Anger Is a Choice Booster
Anger Is a Choice
Nelson Mandela Story
When Nelson Mandela was released after decades of political imprisonment, he described his walk past his prison guards into life as a free man. Upon seeing the guards, anger flared in his mind. At that moment, he made a choice. He realized that these people had imprisoned him for over twenty years and that becoming angry with them would simply delay his freedom further. He was not going to give the guards one more day of his life by becoming a prisoner of anger. Leaving prison behind, he walked into the life ahead, a truly free man. This is the way to be wisely selfish. If we care for ourselves and want to be free, we will protect ourselves from the consuming flames of our anger.
What do you think?
- What choice did Nelson Mandela make?
- What does it mean to be “wisely selfish?”
- How is anger a choice we make?
- Is your anger getting you in trouble?
- How can you turn your anger into a motivator instead?
What can you do?
- Know your body!

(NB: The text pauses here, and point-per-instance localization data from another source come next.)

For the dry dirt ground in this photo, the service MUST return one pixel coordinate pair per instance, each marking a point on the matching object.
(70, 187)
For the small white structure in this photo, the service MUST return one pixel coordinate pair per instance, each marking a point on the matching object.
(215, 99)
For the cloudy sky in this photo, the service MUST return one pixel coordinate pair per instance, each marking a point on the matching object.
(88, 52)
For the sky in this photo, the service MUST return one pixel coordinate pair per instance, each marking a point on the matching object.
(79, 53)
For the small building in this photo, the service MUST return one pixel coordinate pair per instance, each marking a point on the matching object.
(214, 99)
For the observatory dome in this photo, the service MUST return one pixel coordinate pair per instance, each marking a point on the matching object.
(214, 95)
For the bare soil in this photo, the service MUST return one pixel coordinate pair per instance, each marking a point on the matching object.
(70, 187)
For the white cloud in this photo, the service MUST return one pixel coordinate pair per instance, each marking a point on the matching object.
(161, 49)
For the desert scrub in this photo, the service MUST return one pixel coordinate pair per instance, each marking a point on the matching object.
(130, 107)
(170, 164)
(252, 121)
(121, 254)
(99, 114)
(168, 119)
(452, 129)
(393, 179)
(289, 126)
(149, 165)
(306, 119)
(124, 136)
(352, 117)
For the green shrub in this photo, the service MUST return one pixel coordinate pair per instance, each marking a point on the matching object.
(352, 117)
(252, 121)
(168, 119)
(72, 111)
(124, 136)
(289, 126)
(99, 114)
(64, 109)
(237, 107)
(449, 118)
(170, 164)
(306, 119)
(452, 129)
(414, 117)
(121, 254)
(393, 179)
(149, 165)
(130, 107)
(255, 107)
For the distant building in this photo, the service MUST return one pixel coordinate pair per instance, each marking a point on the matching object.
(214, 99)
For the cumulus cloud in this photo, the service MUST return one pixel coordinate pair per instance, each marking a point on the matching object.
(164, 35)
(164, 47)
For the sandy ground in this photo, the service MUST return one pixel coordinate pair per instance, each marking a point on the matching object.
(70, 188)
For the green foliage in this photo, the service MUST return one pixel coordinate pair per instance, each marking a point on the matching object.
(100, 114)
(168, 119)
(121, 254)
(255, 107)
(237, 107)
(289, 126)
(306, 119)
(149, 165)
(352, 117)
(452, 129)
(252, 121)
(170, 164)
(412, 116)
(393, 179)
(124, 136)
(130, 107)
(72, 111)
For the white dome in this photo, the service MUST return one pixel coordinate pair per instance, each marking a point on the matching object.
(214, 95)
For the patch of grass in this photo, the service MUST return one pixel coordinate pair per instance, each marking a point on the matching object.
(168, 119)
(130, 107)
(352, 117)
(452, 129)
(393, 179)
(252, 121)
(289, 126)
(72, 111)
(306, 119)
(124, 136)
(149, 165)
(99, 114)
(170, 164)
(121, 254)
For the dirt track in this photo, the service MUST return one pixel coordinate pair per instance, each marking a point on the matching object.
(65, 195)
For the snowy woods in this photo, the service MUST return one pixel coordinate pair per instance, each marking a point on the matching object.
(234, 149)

We all know what it feels like when our anger is coming to a boil. The key is to recognize when our bodies are sending us the signals.
- Recognize the primary emotion! What event has triggered this anger? If you can pinpoint the primary emotion immediately, you can stay focused on what the dispute is really about.
- Don’t take it personally! Not all disputes are personal, but even if they are, the key to controlling your own emotions is not allowing your ego to get the best of you.
- Be an onlooker! Look at the dispute from a third-person point of view. You have identified the primary emotion, gotten your ego out of the way, and can now calmly and clearly decide on the best possible response.
- Think long-term! Think about the end result.What action will lead to long-term success? Think of what kind of person you want to be known and remembered as, and decide if your response falls in line with that person.